There is another component in the transformation of self into prayer, and that is love. The priest, we are told, ascends to the kingdom through mourning for the suffering of mankind and, thus, through love. His heart, Sophrony writes, must be opened wide “to embrace a multitude of lives and eons of time.”  

In fact, the more the priest grieves “the mightier the healing power dispensed to the world through his prayer.”

Alexander Schmemann talks of love through sacrifice:

The Church, if it is to be the Church, must be the revelation of that divine Love which God “poured out into our hearts.” Without this love nothing is “valid” in the Church because nothing is possible.
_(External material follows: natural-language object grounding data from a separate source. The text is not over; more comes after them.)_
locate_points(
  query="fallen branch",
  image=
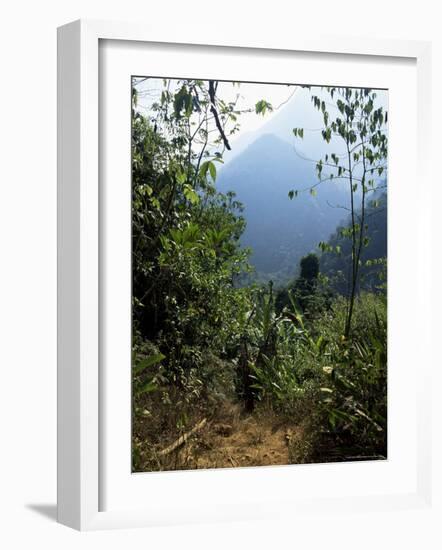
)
(183, 438)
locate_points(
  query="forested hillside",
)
(280, 232)
(230, 369)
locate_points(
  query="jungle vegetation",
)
(230, 369)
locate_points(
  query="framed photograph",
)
(238, 275)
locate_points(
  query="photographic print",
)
(259, 274)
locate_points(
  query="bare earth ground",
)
(248, 440)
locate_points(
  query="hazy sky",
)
(292, 108)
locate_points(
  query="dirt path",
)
(246, 441)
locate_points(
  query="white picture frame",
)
(80, 437)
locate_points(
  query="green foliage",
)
(361, 128)
(201, 340)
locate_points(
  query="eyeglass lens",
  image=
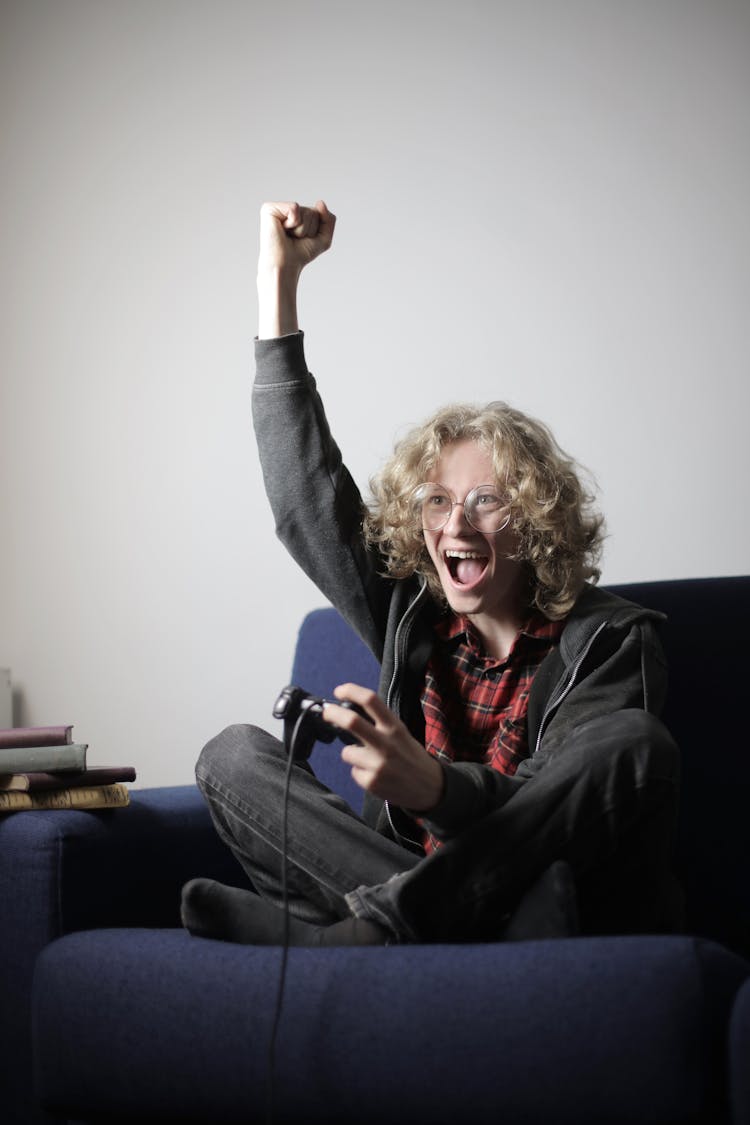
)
(485, 510)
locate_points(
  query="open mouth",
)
(466, 567)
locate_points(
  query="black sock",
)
(229, 914)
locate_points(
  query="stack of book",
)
(42, 767)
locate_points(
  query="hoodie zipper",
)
(568, 687)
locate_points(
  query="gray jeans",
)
(606, 802)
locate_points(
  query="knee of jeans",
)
(642, 740)
(234, 746)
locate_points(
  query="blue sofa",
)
(111, 1014)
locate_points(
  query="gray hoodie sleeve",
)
(316, 505)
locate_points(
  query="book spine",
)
(66, 779)
(93, 797)
(36, 736)
(46, 758)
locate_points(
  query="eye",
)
(488, 501)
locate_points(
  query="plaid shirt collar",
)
(457, 627)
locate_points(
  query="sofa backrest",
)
(705, 639)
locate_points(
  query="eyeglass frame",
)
(454, 503)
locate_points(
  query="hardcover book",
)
(35, 736)
(88, 797)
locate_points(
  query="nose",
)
(457, 521)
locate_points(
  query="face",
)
(477, 576)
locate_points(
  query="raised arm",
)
(291, 236)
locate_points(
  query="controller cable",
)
(290, 739)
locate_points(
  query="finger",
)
(364, 698)
(327, 222)
(352, 722)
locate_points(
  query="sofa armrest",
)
(82, 870)
(71, 870)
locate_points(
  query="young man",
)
(517, 781)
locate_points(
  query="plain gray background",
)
(541, 201)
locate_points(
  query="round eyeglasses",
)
(484, 509)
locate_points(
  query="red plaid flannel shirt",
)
(475, 705)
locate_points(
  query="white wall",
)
(539, 200)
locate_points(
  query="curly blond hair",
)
(559, 533)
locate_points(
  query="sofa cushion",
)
(143, 1024)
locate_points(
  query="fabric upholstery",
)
(570, 1032)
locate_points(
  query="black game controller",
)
(304, 725)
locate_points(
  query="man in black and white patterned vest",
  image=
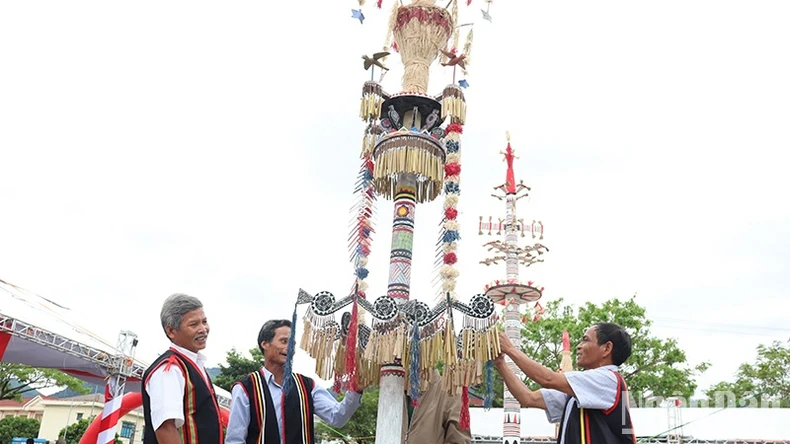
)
(261, 413)
(591, 405)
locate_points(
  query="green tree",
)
(18, 427)
(766, 380)
(361, 428)
(238, 366)
(31, 378)
(657, 367)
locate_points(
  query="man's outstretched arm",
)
(534, 371)
(525, 396)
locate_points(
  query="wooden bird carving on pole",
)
(373, 61)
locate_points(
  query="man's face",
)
(588, 353)
(192, 333)
(275, 351)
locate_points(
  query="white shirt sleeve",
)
(555, 402)
(594, 389)
(166, 390)
(239, 418)
(334, 413)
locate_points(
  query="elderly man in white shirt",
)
(179, 403)
(277, 418)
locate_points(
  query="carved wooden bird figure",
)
(454, 59)
(374, 61)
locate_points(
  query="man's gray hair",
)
(175, 307)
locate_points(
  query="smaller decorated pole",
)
(566, 365)
(511, 292)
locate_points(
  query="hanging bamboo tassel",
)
(289, 356)
(465, 417)
(351, 348)
(414, 366)
(489, 398)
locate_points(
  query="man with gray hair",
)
(179, 403)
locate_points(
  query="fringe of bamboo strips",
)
(319, 344)
(368, 142)
(370, 106)
(481, 346)
(384, 348)
(407, 160)
(419, 44)
(454, 107)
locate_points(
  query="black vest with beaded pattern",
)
(297, 411)
(594, 426)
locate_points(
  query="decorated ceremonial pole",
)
(410, 155)
(566, 365)
(511, 292)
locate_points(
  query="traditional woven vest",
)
(297, 411)
(594, 426)
(201, 411)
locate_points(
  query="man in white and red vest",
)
(591, 405)
(179, 403)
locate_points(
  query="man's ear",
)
(607, 348)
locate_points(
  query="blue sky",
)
(212, 149)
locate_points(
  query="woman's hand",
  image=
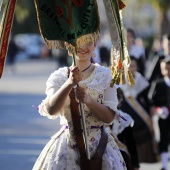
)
(82, 95)
(75, 76)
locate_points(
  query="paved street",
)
(23, 132)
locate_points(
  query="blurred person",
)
(160, 97)
(123, 135)
(153, 70)
(94, 91)
(136, 103)
(136, 50)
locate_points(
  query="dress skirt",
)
(58, 154)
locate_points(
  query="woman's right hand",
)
(75, 76)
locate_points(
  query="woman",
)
(94, 92)
(137, 104)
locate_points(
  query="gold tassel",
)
(122, 77)
(130, 78)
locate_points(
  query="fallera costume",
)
(61, 153)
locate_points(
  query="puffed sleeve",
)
(55, 81)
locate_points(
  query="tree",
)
(25, 20)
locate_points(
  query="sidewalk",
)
(30, 78)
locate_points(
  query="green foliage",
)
(25, 20)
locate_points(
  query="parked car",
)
(30, 45)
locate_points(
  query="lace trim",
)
(99, 79)
(59, 77)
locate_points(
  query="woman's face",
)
(85, 51)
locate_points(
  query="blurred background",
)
(23, 132)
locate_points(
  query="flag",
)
(63, 21)
(5, 29)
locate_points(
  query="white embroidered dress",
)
(61, 152)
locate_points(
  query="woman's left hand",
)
(82, 95)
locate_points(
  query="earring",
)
(93, 54)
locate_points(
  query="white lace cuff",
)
(42, 108)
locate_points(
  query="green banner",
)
(67, 20)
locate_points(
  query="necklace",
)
(87, 68)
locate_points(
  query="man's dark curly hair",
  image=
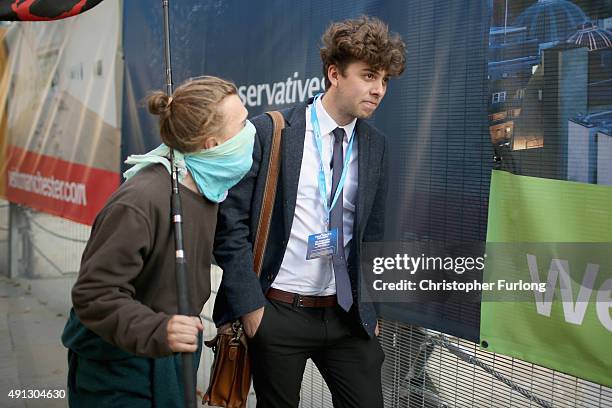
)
(364, 39)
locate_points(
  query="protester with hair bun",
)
(124, 328)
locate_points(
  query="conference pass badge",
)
(323, 244)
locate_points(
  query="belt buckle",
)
(298, 300)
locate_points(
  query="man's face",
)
(359, 90)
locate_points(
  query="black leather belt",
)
(301, 300)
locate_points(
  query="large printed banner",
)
(553, 238)
(64, 115)
(4, 80)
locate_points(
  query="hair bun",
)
(159, 103)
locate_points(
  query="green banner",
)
(557, 234)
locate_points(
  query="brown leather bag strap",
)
(263, 228)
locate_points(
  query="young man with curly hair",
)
(330, 199)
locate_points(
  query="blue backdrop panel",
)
(435, 115)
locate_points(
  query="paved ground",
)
(32, 316)
(31, 354)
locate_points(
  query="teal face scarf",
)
(213, 170)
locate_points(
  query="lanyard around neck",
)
(322, 180)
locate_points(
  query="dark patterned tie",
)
(343, 284)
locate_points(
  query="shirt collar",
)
(326, 123)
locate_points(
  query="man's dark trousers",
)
(348, 359)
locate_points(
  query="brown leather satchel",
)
(230, 376)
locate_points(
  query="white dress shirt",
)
(315, 276)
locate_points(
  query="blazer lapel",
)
(291, 162)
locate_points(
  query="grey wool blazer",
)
(241, 291)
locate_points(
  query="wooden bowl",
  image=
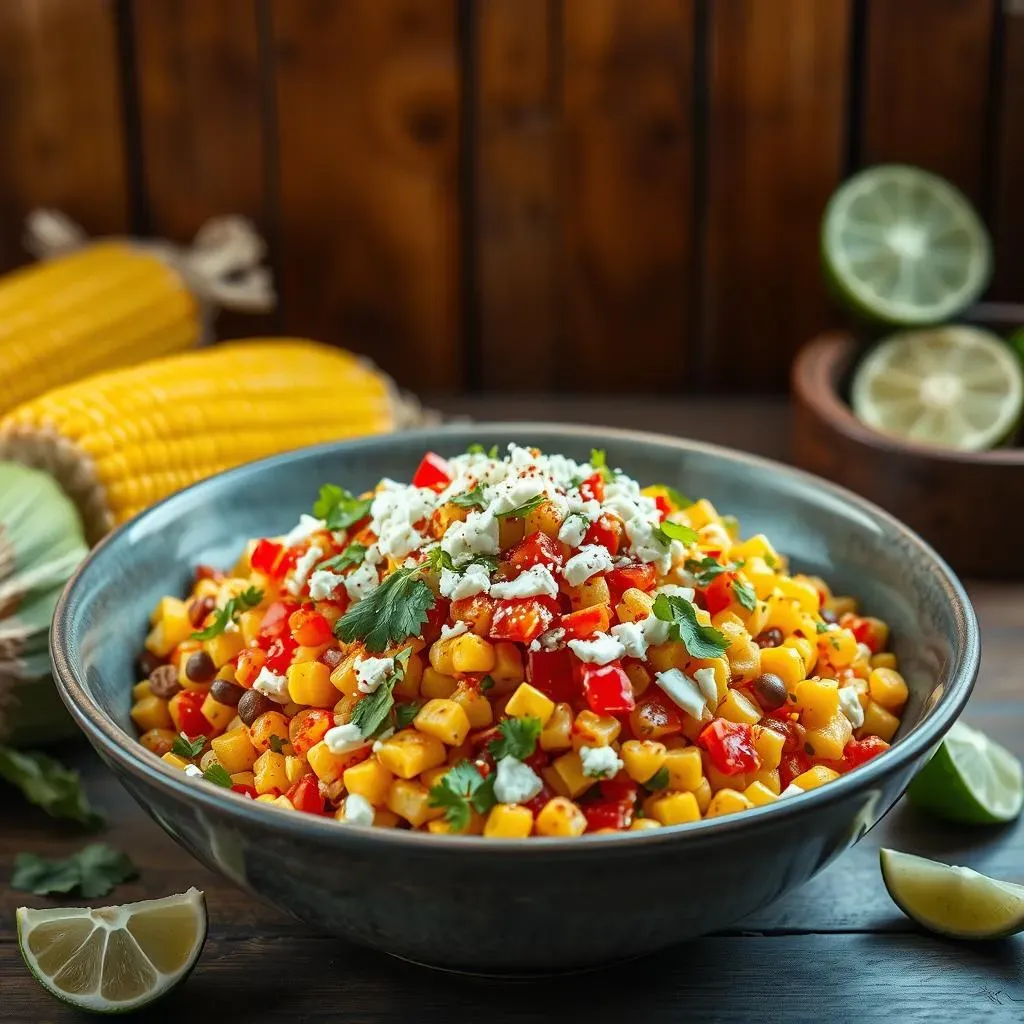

The content of Christ’s Eucharist is Love, and only through love can we enter into it and be made its partakers.” Alexander Schmemann, For the Life of the World

The greatest eucharist of all, Sophrony tells us, is the one that the Lord performed. Liturgical prayer then is eucharistic in nature. The priest is called to be Christ-like, sacrificing himself for others out of his great love for them.

Sophrony has already alluded to the applicability of deep, liturgical prayer for all men and not just priests.

In the first place, taking part fully in liturgy teaches us to participate in “Christ’s Gethsemane prayer.” This is why “deep prayer comes gradually,” according to Sophrony. It cannot be swiftly achieved through academic study alone. It requires, what he calls, “the noble science of the spirit.” That is, liturgical prayer “…demands the whole being.”

Through deep prayer we become transformed. Little by little we “gradually perceive the eternal meaning and especial character of his sufferings.”

Life lived to the full potential God has endowed us with, is eucharistic in nature, says Alexander Schmemann.

The only real fall of man is his noneucharistic life in a noneucharistic world. 

He continues:

In its self-sufficiency the world and all that exists in it has no meaning. And as long as we live after the fashion of this world, as long, in other words, as we make our life an end in itself, no meaning and no goal can stand, for they are dissolved in death. It is only when we give up freely, totally, unconditionally, the self-sufficiency of our life, when we put all its meaning in Christ, that the ‘newness of life’ – which means a new possession of the world – is given to us. The world then truly becomes the sacrament of Christ’s presence, the growth of the Kingdom and of life eternal.” ― Alexander Schmemann, For the Life of the World: Sacraments and Orthodoxy

If we enter a life of “liturgical prayer,” our lives themselves—in or outside the church—become sacramental and eucharistic.”

…For eucharist—thanksgiving and praise—is the very form and content of the new life that God granted us when in Christ He reconciled us with Himself. The reconciliation, the forgiveness, the power of life—all this has its purpose and fulfillment in this new state of being, this new style of life which is the Eucharist, the only real life of creation with God and in God, the only true relationship between God and the world.”